Okay, I’m officially worried.

I’m currently in Fairfax, Virginia, on the (really beautiful) campus of George Mason University; I’m here as one of the 71 judges of the national “We the People” finals. For those who don’t know anything about “We the People,” it is probably the single most effective civics curriculum being used in the U.S. Unfortunately, its use is entirely voluntary–teachers can choose to adopt it for junior and senior government classes, but it is entirely up to them.

Students in WTP classes study the history and philosophy of the Constitution and the Bill of Rights. When they c0mplete the semester, most know a great deal more about the nation’s founding documents than most adults. The conclusion of the course–which was an outgrowth of Warren Burger’s Bicentennial Commission–is a competition modeled upon congressional hearings. Each class is divided into six teams, each assigned to one of the six units in the textbook. The teams are grilled by three-judge “panels” to ascertain their mastery of the subject-matter, first in competitions held in each congressional district, and then at the state level. The state winner goes to the national finals.

I am a member of one of those three-judge panels, and my team’s assignment was Unit 5–the Bill of Rights. Our assignment was focused upon the First Amendment, and our questions were intended to determine what the students knew about the philosophy and jurisprudence of Free Speech. We saw 14 teams yesterday, and we will see another 14 today.

The good news is that all of the students on all of the teams displayed impressive knowledge of the origins and jurisprudence of free speech. They could quote the Founders, they could recite the case law, identify the jurists, and report the reasoning of each case.

The bad news is that students on most of the teams we reviewed accepted the logic of those cases without question. If the Court said that suppression of expression was acceptable in a particular situation, then it was. The case of Hazelwood v. Kuhlmeier, for example, held that high school newspapers can be censored by school administrators. The decision has been heavily criticized in the 25 years since it was handed down, and in some states, legislatively overruled. And yet many of the students, when asked, dutifully parroted the holding and defended its logic by arguing that students “need to be protected from ‘inappropriate’ information.” They similarly had no problem with the decision in Buckley v. Valeo that money equals speech, and expressed no qualms that Citizens United might result in giving some speakers the ability to drown out the speech of those with fewer dollars to spend.

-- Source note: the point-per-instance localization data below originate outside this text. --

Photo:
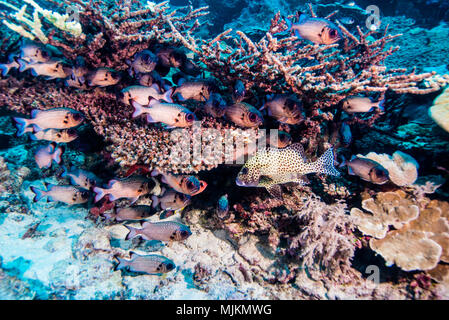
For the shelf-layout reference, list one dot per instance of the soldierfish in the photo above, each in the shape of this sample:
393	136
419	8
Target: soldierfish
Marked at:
56	118
151	264
34	52
161	231
58	136
143	95
5	67
143	62
189	185
131	188
239	92
319	31
272	167
103	77
79	177
215	106
281	140
46	155
53	69
355	104
132	213
67	194
244	115
222	207
367	169
171	57
198	90
170	114
282	106
171	200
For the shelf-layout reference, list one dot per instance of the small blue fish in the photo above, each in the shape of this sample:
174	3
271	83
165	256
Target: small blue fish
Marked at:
223	206
319	31
239	92
345	133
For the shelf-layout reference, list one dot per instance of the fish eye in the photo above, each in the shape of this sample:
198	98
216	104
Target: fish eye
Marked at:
252	117
170	266
189	117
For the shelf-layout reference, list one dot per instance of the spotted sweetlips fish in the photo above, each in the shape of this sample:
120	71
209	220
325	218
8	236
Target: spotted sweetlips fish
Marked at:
272	167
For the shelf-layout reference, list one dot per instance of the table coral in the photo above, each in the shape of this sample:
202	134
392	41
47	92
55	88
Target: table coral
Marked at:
401	167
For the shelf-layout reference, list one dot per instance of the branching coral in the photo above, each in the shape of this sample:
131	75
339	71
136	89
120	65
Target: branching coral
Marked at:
388	209
421	238
105	35
440	110
402	168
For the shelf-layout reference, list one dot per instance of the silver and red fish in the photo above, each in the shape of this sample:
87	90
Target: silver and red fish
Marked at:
198	90
170	114
52	69
171	200
356	104
67	194
316	30
244	115
54	135
367	169
143	62
152	264
103	77
272	167
47	154
143	95
189	185
34	52
161	231
132	213
56	118
131	188
215	106
286	109
79	177
222	207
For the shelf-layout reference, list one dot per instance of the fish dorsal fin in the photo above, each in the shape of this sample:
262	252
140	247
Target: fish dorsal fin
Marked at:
275	190
297	147
34	113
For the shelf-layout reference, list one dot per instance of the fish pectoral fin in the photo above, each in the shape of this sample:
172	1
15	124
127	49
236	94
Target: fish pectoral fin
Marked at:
275	190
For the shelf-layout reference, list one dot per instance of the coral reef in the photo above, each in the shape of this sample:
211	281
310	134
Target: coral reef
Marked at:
304	246
402	168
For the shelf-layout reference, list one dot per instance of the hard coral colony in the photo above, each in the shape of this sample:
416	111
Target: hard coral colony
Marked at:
166	123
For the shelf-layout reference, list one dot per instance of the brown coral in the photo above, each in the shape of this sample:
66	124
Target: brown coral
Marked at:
388	209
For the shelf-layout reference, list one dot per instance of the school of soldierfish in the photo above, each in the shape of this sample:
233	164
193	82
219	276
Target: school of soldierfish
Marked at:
159	99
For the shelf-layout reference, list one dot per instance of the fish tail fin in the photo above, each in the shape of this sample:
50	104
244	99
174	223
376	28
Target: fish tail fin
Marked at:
325	164
22	65
289	23
5	69
99	193
154	201
132	233
122	263
167	96
381	105
64	172
38	193
57	155
21	124
138	109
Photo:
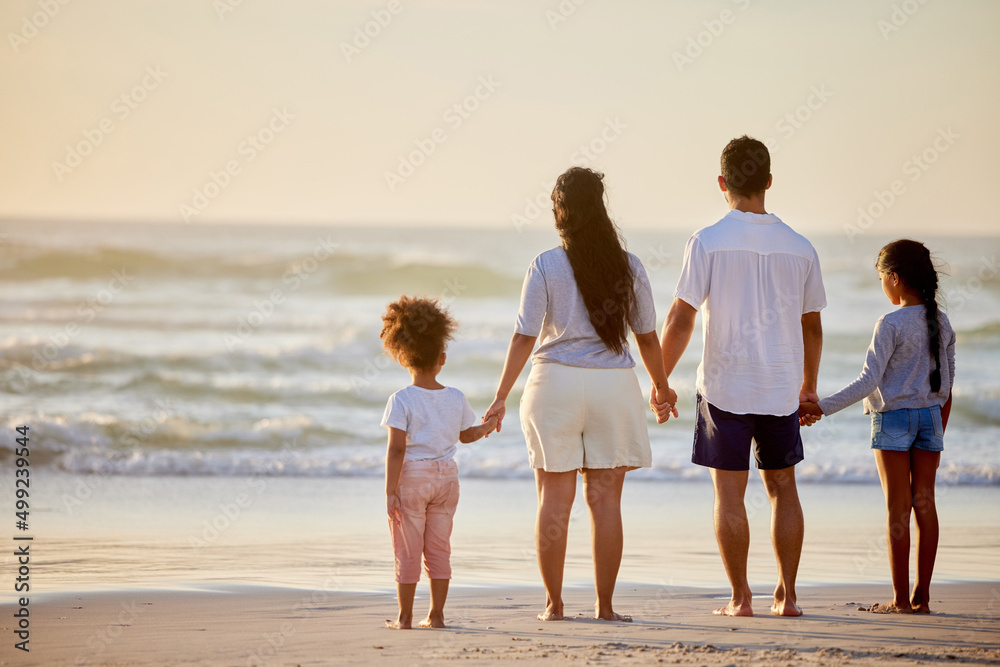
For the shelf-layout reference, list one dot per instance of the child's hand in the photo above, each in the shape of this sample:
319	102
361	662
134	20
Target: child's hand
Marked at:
392	506
809	413
497	412
491	423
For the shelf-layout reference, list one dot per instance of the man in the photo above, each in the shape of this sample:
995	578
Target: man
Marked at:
761	288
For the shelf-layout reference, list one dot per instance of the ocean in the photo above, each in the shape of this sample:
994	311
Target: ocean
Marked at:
144	350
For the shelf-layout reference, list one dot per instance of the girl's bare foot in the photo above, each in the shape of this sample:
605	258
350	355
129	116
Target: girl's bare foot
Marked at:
890	608
732	609
401	623
433	621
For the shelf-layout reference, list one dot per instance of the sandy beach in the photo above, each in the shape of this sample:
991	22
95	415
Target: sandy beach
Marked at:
280	626
302	575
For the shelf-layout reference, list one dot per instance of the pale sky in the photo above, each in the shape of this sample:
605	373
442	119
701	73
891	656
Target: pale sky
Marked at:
846	93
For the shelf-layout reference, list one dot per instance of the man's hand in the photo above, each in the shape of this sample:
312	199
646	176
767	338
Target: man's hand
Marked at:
809	411
663	404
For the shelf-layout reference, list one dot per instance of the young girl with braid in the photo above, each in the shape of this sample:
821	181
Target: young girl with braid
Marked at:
906	386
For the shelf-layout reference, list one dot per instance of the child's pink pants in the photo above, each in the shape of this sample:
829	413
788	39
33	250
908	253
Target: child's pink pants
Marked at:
428	495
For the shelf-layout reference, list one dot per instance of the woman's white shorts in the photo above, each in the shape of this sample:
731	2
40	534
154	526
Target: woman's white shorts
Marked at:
576	418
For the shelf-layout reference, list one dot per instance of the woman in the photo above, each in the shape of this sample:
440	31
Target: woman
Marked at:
582	407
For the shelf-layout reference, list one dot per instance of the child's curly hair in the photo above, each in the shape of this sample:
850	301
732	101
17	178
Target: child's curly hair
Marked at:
415	331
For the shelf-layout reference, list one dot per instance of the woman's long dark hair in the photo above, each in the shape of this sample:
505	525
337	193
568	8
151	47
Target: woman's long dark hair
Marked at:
596	252
911	261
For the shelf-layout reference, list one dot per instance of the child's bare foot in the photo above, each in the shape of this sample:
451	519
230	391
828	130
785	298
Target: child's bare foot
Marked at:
733	609
889	608
433	621
552	613
401	623
786	608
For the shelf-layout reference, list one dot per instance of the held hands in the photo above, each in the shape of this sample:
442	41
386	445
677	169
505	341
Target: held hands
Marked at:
809	410
663	403
491	423
495	413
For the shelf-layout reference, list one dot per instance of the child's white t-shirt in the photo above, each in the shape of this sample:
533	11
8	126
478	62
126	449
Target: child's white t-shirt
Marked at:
432	419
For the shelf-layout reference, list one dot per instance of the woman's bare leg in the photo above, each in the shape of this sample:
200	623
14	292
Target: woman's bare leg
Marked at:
603	490
556	491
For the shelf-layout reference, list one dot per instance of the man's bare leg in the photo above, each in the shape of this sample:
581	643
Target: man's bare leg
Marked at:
556	491
732	531
787	529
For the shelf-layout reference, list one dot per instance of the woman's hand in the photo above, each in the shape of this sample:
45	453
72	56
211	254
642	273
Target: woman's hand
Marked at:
498	410
663	402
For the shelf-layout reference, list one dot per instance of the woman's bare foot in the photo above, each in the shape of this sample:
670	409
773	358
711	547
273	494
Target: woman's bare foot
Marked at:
889	608
401	623
433	621
786	608
920	605
732	609
614	616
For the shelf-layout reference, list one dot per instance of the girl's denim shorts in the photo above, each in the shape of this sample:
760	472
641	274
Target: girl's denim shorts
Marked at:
901	430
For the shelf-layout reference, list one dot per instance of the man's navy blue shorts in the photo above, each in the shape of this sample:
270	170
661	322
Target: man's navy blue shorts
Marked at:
722	439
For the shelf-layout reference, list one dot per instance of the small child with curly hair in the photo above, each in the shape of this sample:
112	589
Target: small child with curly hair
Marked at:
425	420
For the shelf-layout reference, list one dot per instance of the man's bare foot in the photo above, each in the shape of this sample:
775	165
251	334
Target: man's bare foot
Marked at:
433	621
786	608
734	610
889	608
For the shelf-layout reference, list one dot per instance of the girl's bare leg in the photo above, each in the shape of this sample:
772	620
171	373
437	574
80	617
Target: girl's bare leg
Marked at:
923	469
894	472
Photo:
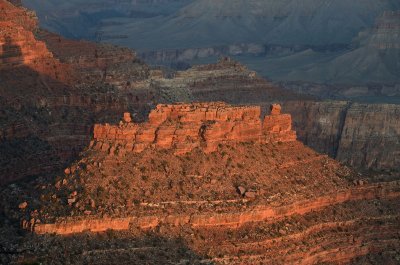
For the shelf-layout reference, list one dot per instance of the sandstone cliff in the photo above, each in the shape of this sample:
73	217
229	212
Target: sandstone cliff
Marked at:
250	200
187	126
366	136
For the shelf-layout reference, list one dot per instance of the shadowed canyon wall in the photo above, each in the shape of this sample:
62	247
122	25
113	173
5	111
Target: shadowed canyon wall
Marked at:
361	135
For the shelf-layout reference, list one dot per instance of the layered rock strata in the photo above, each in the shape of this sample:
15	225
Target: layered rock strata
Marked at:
184	127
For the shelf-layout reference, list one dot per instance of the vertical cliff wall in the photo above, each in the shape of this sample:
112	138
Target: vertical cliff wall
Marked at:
362	135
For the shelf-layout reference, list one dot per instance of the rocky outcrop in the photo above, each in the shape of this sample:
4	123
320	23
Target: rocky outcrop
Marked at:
366	136
184	127
18	15
234	220
110	64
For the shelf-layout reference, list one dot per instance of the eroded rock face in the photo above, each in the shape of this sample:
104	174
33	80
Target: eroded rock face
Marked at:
365	136
184	127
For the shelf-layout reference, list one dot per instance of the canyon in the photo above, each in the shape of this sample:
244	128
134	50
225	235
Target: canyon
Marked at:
238	203
187	126
99	163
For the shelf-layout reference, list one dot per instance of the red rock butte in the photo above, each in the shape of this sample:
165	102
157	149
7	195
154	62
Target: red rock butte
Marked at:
183	127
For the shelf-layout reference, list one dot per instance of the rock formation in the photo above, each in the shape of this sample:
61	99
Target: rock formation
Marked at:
184	127
248	202
365	136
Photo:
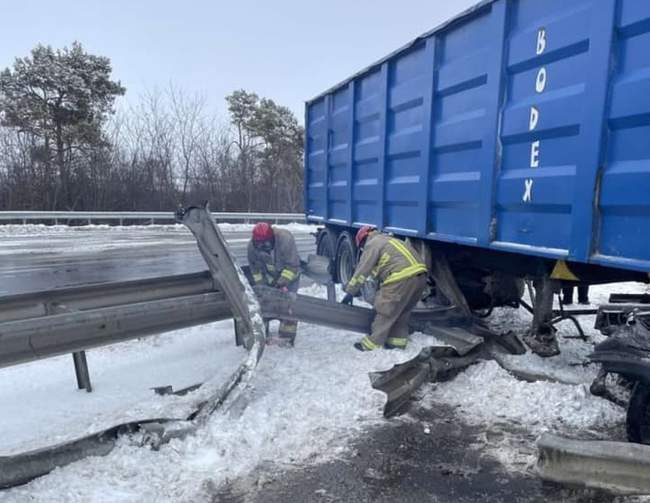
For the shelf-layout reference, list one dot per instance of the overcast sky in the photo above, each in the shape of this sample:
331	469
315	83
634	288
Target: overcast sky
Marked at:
288	50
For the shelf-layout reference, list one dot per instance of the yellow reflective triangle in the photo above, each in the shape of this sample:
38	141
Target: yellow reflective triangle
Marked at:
562	271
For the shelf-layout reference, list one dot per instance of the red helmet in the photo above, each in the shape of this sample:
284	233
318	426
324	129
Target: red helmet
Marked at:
262	232
362	234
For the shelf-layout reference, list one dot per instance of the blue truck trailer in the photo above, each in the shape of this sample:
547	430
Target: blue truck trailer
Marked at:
520	126
511	142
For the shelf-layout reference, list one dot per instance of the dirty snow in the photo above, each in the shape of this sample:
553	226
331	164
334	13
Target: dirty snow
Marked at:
41	229
305	405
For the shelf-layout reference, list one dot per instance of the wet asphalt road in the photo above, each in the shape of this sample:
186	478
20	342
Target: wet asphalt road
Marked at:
401	462
33	262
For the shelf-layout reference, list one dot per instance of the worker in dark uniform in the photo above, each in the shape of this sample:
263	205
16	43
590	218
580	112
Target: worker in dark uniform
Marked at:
402	277
274	261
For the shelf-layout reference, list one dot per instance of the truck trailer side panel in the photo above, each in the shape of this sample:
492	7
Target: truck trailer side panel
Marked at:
521	125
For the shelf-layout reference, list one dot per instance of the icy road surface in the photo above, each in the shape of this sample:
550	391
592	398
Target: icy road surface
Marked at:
38	257
307	407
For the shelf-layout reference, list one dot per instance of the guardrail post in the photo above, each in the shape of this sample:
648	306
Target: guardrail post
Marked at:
81	371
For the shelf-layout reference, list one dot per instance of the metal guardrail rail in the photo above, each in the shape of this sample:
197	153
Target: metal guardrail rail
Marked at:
150	216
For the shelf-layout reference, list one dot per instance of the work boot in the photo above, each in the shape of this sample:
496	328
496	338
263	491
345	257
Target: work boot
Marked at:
396	343
281	342
543	345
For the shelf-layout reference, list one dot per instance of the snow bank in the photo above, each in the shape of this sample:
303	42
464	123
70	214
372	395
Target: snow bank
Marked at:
304	406
41	229
487	394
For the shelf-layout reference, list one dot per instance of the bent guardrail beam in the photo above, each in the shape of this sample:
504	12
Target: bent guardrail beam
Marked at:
32	339
613	466
83	298
120	216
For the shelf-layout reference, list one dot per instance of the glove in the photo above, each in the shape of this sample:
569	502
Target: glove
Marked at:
347	299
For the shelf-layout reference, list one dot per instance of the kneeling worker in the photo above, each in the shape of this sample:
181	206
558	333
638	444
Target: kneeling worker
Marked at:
402	277
274	261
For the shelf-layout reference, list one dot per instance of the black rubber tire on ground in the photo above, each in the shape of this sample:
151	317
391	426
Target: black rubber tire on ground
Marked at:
346	257
326	247
638	414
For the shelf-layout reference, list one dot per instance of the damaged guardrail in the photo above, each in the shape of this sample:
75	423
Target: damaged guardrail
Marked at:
95	325
617	467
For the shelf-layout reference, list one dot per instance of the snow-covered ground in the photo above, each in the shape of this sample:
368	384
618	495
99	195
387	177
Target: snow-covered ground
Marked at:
38	238
305	406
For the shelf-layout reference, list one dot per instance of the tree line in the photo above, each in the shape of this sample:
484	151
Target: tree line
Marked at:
64	147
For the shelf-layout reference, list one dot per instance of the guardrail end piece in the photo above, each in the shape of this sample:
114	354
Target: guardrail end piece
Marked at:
616	467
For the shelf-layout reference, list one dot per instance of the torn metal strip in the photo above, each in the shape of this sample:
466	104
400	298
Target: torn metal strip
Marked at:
617	467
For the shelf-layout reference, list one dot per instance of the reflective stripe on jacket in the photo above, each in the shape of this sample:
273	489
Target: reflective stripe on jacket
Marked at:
283	262
386	258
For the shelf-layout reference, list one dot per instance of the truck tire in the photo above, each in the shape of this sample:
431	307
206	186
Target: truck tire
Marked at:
346	257
326	247
638	414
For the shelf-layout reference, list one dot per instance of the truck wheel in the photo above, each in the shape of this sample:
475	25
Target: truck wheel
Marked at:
346	257
638	414
326	247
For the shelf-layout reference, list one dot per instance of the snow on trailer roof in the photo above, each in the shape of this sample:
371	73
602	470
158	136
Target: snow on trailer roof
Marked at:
454	20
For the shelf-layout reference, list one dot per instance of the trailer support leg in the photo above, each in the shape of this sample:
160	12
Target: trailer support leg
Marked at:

When questioned about efforts to restrict speech during wartime, several students defended the right of government to impose censorship “for public safety.” And in at least two cases, they seemed willing to give in to the “heckler’s veto”–to agree that government could suppress public speeches if those speeches had potential to create public disturbances.

Students were generally unwilling to disagree with or criticize past Court decisions, even those that have subsequently been narrowed or abandoned. If I had to characterize their approach, I would call it docile or submissive. If there’s a law, these kids will obey it, no matter how unreasonable it may be. We didn’t see many  who are likely to protest, or engage in civil disobedience, and even in this era of anti-government sentiment, we saw a troubling number who seemed willing to believe that government always knows best.

I hasten to say that there were many exceptions, and that we only saw half of the competing teams. Three or four of those teams (including one from Indiana) were outstanding–thoughtful, analytic and articulate. And I understand that we’ll see some of the stronger teams today. But most of the competitors are here because they won a state-level contest, and I can’t help wondering about the prevalence among them of a meek and unquestioning acceptance of authority.

They’re teenagers, for heaven’s sake! If they aren’t going to question authority now, how docile will they be when they have children and a mortgage?